Había oscurecido; bajaron los dos marinos por la Cannebière hacia el puerto.

—Tú, ¿qué has decidido? —preguntó Peris—. ¿Te quedas o no?

—Bueno; me quedaré.

—Por aquí hay cafés más baratos y mejores que los del centro; luego, veremos si encontramos a esas muchachas.

Entraron en una fonda del puerto y encargaron una cena suculenta, con este menú: bouillabaisse, costillas de cerdo, pollo, langosta, pasteles y variedad de vinos. Después, café y coñac.
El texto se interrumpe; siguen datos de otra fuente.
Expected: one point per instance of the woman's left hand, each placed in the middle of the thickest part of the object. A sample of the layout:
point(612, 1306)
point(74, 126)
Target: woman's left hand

Había en una mesa próxima un patrón, un contramaestre y tres marineros franceses, del Colibrí, un barco anclado en la Joliette, y trincaron con ellos repetidas veces, y al terminar la cena salieron todos juntos y fueron hacia la feria cantando. Después, se agarraron del brazo y entonaron, llevando el compás, una canción por entonces muy en boga:

Les matelots, les matelots

De la Belle Eugenie

Ont pavoisé, ont pavoisé

Des plus riches couleurs

Le beau vaisseau, le beau vaisseau

Qui part pour l’Italie.

C’est le pays, c’est le pays

Des belles et des fleurs.

Al final de la canción hacían todos largos calderones.

Juanito Galardi se encontraba fuera de sí; nunca se había sentido tan contento, tan animado y tan alegre.

Al llegar a la feria, la cadena de marinos alborotadores se fraccionó ante el gentío, y Peris y Galardi perdieron de vista a sus compañeros del Colibrí.